ZIMBABWE faces a herculean task in improving its rankings on the Mo Ibrahim Index as the southern African nation commits to far-reaching political governance reforms in order to cosy up to creditors, a new implementation matrix plan has shown.
The Mo Ibrahim Foundation defines governance as the provision of political, social, economic and environmental goods that a citizen has the right to expect from their state, and that a state has the responsibility to deliver to its citizens.
According to the Arrears Clearance and Debt Resolution Process Governance Reforms Matrix, Zimbabwe agreed upon seven sub-indicators under the Mo Ibrahim Index and has undertaken to improve on its rankings.

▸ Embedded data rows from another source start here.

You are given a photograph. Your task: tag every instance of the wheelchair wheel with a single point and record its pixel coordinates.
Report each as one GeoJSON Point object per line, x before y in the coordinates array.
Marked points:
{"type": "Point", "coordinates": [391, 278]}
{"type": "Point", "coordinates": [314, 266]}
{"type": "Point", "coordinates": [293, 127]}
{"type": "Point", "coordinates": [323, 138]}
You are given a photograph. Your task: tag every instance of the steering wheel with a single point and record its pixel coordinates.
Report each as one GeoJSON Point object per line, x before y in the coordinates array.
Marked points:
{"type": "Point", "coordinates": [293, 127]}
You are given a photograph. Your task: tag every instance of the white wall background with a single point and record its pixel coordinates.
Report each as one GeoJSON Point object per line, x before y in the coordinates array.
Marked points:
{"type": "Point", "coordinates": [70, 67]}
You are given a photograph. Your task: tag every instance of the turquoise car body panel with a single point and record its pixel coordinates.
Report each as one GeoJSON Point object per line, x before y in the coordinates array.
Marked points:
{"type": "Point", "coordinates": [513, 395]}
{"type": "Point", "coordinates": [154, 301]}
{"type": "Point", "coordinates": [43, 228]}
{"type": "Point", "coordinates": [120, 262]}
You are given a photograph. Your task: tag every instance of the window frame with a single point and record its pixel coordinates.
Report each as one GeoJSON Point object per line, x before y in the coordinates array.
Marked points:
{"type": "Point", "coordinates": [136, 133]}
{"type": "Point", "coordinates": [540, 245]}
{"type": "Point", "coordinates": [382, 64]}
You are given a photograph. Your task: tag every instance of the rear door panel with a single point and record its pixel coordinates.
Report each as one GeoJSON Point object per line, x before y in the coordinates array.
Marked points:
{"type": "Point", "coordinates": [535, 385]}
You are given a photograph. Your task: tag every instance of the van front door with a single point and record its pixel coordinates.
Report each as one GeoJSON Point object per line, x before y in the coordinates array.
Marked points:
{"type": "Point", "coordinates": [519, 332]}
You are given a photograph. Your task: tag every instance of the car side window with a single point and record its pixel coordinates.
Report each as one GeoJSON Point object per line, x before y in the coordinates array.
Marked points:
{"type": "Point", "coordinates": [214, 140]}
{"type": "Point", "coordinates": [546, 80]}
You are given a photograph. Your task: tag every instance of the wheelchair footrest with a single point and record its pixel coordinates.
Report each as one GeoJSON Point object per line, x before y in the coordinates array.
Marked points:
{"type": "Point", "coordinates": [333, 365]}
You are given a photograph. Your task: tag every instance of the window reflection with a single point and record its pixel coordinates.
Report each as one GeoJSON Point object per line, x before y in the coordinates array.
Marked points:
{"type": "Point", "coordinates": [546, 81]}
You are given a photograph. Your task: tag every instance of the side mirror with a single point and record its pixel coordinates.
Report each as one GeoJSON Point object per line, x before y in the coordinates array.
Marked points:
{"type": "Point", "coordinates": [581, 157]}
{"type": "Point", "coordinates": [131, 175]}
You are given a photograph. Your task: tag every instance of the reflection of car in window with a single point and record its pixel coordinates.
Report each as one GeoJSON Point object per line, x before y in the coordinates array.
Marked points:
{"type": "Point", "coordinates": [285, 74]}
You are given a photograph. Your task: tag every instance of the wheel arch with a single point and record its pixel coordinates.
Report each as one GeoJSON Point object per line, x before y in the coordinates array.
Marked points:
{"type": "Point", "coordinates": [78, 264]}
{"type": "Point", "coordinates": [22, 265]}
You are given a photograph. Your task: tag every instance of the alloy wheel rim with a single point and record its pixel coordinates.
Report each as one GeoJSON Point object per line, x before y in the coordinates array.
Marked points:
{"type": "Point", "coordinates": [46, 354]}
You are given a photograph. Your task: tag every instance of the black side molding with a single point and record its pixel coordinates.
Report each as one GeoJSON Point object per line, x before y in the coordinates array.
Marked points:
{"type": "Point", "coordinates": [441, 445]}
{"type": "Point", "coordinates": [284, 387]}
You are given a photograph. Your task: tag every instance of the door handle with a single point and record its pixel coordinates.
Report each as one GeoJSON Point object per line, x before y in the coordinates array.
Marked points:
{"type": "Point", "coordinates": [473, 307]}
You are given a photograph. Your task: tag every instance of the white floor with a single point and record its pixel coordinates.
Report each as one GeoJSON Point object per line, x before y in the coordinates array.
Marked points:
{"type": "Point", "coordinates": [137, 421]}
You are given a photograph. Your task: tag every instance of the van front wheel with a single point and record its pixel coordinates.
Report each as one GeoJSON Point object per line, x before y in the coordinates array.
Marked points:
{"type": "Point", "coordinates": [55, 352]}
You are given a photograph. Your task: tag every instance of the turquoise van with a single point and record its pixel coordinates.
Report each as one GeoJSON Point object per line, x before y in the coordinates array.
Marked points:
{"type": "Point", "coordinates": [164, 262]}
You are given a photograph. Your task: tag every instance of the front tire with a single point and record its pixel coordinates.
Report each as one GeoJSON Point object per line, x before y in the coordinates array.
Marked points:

The sub-indicators are: Democratic elections; absence of violence against civilians; impartiality of the judicial system and judicial processes; civil society space; institutional checks and balances; and transparency in public procurement procedures.
Zimbabwe currently scores 49.54 (in 2022) out of 100.0 in overall governance, ranking 29th out of 54 in Africa. The country scores lower than the African average (48.9) and lower than the regional average for southern Africa (54.2).
Under the implementation matrix seen by The NewsHawks, Zimbabwe seeks to improve the governance index to 51.03 this year from 49.54 reported last year. Next year, the country sees the score improving to 52.56 before further climbing to 54.14 the following year.
Published since 2007, the Ibrahim Index of African Governance assesses governance performance in 54 African countries over the latest available 10-year period. It provides a framework and dashboard for any interested audience to assess the delivery of public goods and services and public policy outcomes in African countries.
The IIAG constitutes the most comprehensive dataset measuring African governance, providing specific scores and trends at African continental, regional, and national level, on a whole spectrum of thematic governance dimensions, from security to justice to rights and economic opportunity to health.
The financially beleaguered is once again trying to engage its creditors, including Bretton Woods institutions and the Paris Club, in negotiating a reprieve around its debt arrears and unblocking access to credit.
Experts say before this, several plans collapsed due to lack of political will to reform.
As a condition for debt dialogue, lenders insist the government embarks on a process of reforms.
The country owes around US$17 billion in public debt, the vast majority of which (US$14 billion) is external debt.
Official figures show that 60% of this external debt is arrears or interest incurred by non-payment. The country’s currency is in freefall following the government’s decision to liberalise the market.
Experts say for the country’s High-Level Debt Resolution Forum to work, the Zanu PF government must commit to significant governance reforms.
African Development Bank president Akinwumi Adesina recently flagged this when he said: “The most difficult and more sensitive reforms are the governance reforms . . . As I mentioned during the second high-level dialogue and in my discussions with H.E.”
“President Mnangagwa, development partners and other creditors, it is important that we find a mechanism to try to fast-track and front-load the payment of these compensations. Hope delayed makes the heart go weary. Further delays in paying the compensations could erode trust and confidence,” he said.